- Occasioned by the defection of his converts.—“I stand in doubt of you.”
- As to what method he should adopt to restore them.—“And to change my voice.”
- Increased by the difficulty of effecting a personal interview.—“I desire to be present with you now.”
“I stand in doubt of you.” Doubtful Christians.
I. Persons whose religion is liable to suspicion.—1. Those who have long attended the means of grace, and are very defective in knowledge. 2. Who profess much knowledge and are puffed up with it. 3. Who contend for doctrinal religion rather than for that which is practical and experimental. 4. Who waver in their attachment to the fundamental principles of the Gospel. 5. Who neglect the ordinances of God’s house. 6. Who neglect devotional exercises. 7. Who co-operate not with the Church to advance the kingdom of Christ in the world.
II. The improvement to be made of the subject.—1. Should lead to self-examination. 2. Shows the loss and danger of persons so characterised. 3. Should lead to repentance and faith. 4. While exercising a godly jealousy over others, let Christians watch with greater jealousy over themselves.—Helps.
MAIN HOMILETICS OF THE PARAGRAPH.—Verses 21–31.
The History of Hagar and Sarah allegorical of the Law and the Gospel.
I. The two women represented two different covenants.—1. Hagar represented Sinai, typical of the law with its slavish exactions and terrible threatenings (vers. 22, 25). Sinai spoke of bondage and terror. It was a true symbol of the working of the law of Moses, exhibited in the present condition of Judaism. And round the base of Sinai Hagar’s wild sons had found their dwelling. Jerusalem was no longer the mother of freemen. Her sons chafed under the Roman yoke. They were loaded with self-inflicted burdens. The spirit of the nation was that of rebellious, discontented slaves. They were Ishmaelite sons of Abraham, with none of the nobleness, the reverence, the calm and elevated faith of their father. In the Judaism of the apostle’s day the Sinaitic dispensation, uncontrolled by the higher patriarchal and prophetic faith, had worked out its natural result.

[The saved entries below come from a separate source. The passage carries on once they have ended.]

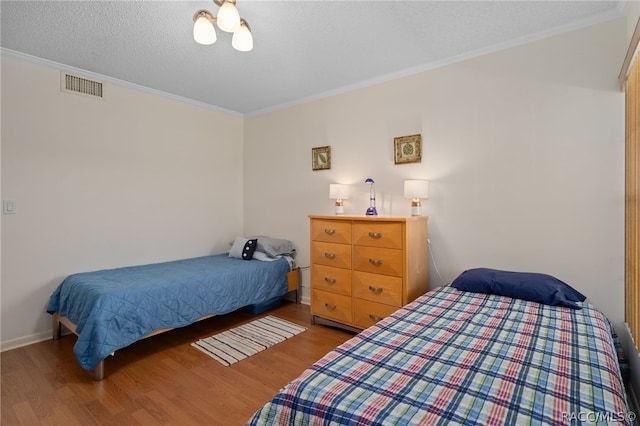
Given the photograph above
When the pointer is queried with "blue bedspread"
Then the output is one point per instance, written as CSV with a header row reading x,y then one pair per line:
x,y
116,307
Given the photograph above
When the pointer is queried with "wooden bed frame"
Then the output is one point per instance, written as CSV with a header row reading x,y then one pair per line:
x,y
293,278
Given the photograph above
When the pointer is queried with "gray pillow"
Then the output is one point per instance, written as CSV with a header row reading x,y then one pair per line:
x,y
274,247
243,248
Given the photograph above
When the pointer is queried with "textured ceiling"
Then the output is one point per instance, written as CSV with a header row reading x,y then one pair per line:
x,y
302,49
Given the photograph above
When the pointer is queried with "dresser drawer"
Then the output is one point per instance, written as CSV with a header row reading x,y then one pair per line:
x,y
337,255
378,288
377,234
331,231
331,306
377,260
366,313
328,278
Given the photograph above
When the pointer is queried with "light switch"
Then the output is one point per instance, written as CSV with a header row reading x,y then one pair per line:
x,y
9,206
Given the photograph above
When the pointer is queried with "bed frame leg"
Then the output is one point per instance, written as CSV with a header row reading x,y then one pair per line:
x,y
56,327
98,372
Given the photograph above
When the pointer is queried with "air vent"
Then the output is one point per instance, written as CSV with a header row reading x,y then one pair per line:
x,y
82,86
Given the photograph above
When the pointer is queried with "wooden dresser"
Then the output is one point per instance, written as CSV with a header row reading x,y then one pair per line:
x,y
363,268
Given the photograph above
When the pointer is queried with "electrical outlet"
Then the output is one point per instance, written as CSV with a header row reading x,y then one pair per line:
x,y
9,206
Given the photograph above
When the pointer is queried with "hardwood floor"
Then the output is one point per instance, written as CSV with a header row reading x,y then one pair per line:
x,y
161,380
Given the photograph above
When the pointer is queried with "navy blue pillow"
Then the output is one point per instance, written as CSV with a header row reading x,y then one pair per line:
x,y
531,286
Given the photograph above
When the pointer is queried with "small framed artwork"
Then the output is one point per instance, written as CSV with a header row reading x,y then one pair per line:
x,y
321,158
407,149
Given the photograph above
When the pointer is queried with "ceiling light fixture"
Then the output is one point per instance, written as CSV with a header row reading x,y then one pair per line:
x,y
228,20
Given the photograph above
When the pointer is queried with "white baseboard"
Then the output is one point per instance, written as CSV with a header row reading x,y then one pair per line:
x,y
24,341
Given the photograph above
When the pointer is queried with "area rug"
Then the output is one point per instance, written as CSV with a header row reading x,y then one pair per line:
x,y
238,343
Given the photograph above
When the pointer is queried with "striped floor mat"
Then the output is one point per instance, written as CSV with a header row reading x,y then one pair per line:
x,y
243,341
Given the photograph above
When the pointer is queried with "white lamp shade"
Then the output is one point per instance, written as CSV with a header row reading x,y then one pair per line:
x,y
338,191
203,31
228,17
416,189
242,39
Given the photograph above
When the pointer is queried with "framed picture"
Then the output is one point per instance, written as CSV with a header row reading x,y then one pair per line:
x,y
407,149
321,158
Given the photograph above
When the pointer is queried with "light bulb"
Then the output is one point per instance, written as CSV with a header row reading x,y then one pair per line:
x,y
228,17
203,31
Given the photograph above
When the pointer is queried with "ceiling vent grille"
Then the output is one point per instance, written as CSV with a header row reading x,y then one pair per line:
x,y
83,86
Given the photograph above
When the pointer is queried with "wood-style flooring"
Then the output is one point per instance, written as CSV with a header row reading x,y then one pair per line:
x,y
161,380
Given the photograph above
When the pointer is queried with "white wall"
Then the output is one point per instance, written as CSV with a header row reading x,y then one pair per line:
x,y
523,148
136,178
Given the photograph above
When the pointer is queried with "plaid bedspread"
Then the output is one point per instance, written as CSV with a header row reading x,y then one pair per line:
x,y
460,358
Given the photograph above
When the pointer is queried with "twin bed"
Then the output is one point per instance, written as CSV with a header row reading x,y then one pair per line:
x,y
111,309
467,356
493,348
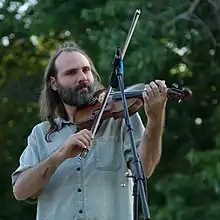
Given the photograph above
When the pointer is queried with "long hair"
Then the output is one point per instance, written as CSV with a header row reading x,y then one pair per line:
x,y
50,103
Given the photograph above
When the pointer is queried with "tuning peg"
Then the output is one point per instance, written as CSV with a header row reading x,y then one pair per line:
x,y
176,86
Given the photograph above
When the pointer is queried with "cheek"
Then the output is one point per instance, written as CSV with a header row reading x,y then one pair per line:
x,y
90,78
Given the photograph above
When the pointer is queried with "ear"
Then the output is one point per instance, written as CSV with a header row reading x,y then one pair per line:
x,y
53,83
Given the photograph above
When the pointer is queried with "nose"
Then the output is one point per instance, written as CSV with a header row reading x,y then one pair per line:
x,y
82,76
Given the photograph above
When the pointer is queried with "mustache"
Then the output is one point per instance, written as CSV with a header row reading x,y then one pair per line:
x,y
82,86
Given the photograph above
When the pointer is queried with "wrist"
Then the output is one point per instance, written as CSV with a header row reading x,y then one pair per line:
x,y
59,156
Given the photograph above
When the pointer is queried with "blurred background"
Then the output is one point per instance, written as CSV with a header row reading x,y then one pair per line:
x,y
175,40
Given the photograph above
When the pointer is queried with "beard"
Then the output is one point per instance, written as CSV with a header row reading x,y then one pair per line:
x,y
72,96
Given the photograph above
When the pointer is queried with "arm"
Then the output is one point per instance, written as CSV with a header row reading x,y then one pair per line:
x,y
150,149
30,179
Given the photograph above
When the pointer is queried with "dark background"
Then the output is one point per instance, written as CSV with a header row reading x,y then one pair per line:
x,y
174,40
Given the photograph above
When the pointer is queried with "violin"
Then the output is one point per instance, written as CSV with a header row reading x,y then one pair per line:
x,y
85,116
90,116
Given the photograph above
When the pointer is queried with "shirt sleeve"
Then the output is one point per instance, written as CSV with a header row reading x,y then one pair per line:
x,y
28,159
138,131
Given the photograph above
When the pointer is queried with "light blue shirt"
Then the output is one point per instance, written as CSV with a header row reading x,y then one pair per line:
x,y
94,189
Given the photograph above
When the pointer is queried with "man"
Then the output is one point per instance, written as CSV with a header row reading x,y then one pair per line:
x,y
50,172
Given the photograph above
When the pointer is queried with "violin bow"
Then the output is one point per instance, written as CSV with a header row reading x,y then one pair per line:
x,y
109,89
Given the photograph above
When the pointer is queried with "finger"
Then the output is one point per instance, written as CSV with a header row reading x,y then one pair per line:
x,y
145,97
162,86
80,144
84,140
88,132
88,138
155,89
149,91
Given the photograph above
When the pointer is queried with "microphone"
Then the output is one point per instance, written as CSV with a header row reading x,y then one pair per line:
x,y
116,67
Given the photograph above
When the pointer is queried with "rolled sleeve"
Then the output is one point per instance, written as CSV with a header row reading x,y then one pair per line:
x,y
28,159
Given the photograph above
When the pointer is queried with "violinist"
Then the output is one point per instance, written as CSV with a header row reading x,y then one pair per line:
x,y
49,171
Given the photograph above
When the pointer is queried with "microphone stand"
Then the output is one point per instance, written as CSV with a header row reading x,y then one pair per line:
x,y
138,176
116,79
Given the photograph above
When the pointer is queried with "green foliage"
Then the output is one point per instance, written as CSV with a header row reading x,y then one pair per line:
x,y
173,40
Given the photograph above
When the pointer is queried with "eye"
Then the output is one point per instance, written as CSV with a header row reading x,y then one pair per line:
x,y
71,72
86,69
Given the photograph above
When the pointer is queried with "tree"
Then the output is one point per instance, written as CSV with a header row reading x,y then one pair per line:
x,y
174,40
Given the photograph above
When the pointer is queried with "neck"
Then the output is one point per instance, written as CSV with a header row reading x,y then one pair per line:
x,y
71,111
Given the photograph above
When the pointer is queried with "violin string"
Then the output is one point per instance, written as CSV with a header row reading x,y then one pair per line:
x,y
109,90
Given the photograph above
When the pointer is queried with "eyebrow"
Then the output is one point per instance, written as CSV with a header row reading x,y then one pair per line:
x,y
73,69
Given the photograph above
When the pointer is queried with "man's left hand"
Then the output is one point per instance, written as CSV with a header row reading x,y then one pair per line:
x,y
155,98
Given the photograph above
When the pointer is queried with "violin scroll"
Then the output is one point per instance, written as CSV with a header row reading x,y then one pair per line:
x,y
178,93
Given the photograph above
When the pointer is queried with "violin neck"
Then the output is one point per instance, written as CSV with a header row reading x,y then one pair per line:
x,y
128,94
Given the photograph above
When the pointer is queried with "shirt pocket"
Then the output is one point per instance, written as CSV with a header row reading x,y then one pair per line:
x,y
108,153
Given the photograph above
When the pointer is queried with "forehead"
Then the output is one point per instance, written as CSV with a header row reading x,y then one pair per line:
x,y
70,60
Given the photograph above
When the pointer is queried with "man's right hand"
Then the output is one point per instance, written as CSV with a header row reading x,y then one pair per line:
x,y
76,143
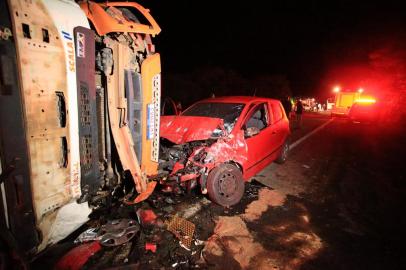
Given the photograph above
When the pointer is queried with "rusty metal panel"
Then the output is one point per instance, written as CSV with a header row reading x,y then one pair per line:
x,y
134,105
16,202
88,126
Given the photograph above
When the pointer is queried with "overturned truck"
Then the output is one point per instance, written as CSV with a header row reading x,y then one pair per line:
x,y
79,114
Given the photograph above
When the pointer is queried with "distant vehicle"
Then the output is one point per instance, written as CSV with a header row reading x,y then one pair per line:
x,y
220,142
364,111
343,103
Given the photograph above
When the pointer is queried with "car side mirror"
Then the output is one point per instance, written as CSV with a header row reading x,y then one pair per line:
x,y
251,131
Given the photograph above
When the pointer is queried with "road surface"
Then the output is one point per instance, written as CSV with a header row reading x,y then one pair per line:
x,y
337,203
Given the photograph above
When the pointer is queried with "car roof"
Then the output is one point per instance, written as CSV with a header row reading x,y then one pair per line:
x,y
237,99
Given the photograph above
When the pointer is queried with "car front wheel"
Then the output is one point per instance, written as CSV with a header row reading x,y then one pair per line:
x,y
225,185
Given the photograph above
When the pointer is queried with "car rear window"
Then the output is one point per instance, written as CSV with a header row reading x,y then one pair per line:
x,y
277,112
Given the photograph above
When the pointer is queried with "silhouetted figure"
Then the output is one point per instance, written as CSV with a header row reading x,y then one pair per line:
x,y
299,112
287,105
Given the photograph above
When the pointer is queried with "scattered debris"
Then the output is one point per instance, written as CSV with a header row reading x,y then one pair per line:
x,y
182,229
150,247
146,217
78,256
91,234
266,198
191,210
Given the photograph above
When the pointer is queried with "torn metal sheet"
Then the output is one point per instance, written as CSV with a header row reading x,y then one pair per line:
x,y
68,219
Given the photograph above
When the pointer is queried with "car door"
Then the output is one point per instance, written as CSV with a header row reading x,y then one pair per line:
x,y
279,125
259,146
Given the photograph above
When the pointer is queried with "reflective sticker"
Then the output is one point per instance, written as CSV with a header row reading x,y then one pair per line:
x,y
150,121
80,45
156,99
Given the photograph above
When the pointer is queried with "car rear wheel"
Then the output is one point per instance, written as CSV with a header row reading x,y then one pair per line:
x,y
283,156
225,185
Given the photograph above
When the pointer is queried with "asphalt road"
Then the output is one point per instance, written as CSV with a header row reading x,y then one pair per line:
x,y
337,203
344,192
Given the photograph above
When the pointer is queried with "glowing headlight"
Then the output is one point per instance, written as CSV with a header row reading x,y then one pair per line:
x,y
209,158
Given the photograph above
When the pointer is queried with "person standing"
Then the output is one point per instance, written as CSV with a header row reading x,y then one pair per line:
x,y
299,112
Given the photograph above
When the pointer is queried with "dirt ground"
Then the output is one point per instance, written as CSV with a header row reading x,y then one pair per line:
x,y
335,204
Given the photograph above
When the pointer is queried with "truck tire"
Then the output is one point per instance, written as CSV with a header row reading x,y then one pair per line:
x,y
225,185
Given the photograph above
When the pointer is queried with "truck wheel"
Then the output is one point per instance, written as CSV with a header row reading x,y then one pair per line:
x,y
283,155
225,185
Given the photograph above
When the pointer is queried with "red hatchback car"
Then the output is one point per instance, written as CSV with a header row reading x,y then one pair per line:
x,y
221,142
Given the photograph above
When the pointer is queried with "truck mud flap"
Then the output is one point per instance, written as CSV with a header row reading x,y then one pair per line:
x,y
16,213
87,111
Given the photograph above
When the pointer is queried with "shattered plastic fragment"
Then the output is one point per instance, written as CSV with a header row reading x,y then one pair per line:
x,y
117,232
78,256
88,235
183,230
150,247
146,217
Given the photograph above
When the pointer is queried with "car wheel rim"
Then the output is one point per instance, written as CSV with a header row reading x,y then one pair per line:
x,y
227,185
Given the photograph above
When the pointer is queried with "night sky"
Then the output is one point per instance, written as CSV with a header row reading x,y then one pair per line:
x,y
300,39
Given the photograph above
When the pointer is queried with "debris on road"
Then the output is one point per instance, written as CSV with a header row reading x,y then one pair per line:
x,y
182,229
146,217
78,256
113,233
266,198
150,247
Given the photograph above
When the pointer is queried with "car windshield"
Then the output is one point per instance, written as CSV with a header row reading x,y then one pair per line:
x,y
229,112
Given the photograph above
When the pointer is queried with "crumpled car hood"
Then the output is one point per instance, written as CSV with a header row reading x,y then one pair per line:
x,y
183,129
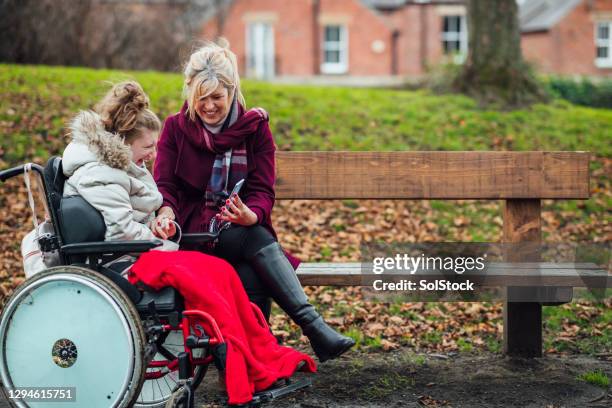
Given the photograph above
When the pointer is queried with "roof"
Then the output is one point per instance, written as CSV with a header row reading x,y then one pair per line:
x,y
541,15
396,4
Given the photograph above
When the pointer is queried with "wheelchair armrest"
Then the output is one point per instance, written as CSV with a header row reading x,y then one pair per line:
x,y
198,238
104,247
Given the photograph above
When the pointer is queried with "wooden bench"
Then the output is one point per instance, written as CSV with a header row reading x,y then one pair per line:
x,y
521,179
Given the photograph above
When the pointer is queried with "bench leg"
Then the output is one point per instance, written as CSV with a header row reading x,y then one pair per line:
x,y
523,329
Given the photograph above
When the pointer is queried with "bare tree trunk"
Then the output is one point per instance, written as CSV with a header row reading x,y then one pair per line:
x,y
494,72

It gendered to bondage. A system of repression and routine, it had produced men punctual in tithes of mint and anise, but without justice, mercy, or faith; vaunting their liberty while they were servants of corruption. The Pharisee was the typical product of law apart from grace. Under the garb of a freeman he carried the soul of a slave.
2. Sarah represented Jerusalem, typical of the Gospel with its higher freedom and larger spiritual fruitfulness (vers. 26–28).—Paul has escaped from the prison of legalism, from the confines of Sinai; he has left behind the perishing earthly Jerusalem, and with it the bitterness and gloom of his Pharisaic days. He is a citizen of the heavenly Zion, breathing the air of a Divine freedom. The yoke is broken from the neck of the Church of God; the desolation is gone from her heart. Robbed of all outward means, mocked and thrust out as she is by Israel after the flesh, her rejection is a release, an emancipation. Conscious of the spirit of sonship and freedom, looking out on the boundless conquests lying before her in the Gentile world, the Church of the new covenant glories in her tribulations. In Paul is fulfilled the joy of prophet and psalmist, who sang in former days of gloom concerning Israel’s enlargement and world-wide victories (Findlay).
II. The antagonism of their descendants represented the violent and incessant opposition of the law to the Gospel.—“As he that was born after the flesh persecuted him that was born after the Spirit, even so it is now. . . . Cast out the bondwoman and her son” (vers. 29, 30). Sooner or later the slave-boy was bound to go. He has no proper birthright, no permanent footing in the house. One day he exceeds his licence, he makes himself intolerable; he must be gone. The Israelitish people showed more than Ishmael’s jealousy toward the infant Church of the Spirit. No weapon of violence or calumny was too base to be used against it. Year by year they became more hardened against spiritual truth, more malignant towards Christianity, and more furious and fanatical in their hatred towards their civil rulers. Ishmael was in the way of Isaac’s safety and prosperity (Ibid.).
III. The Gospel bestows a richer inheritance than the law.—“The son of the bondwoman shall not be heir with the son of the freewoman. . . . We are children of the free” (vers. 30, 31). The two systems were irreconcilable. The law and the Gospel cannot coexist and inherit together; the law must disappear before the Gospel. The higher absorbs the lower. The Church of the future, the spiritual seed of Abraham gathered out of all nations, has no part in legalism. It embraces blessings of which Mosaism had no conception—“an inheritance incorruptible, and undefiled, and that fadeth not away” (1 Pet. i. 4).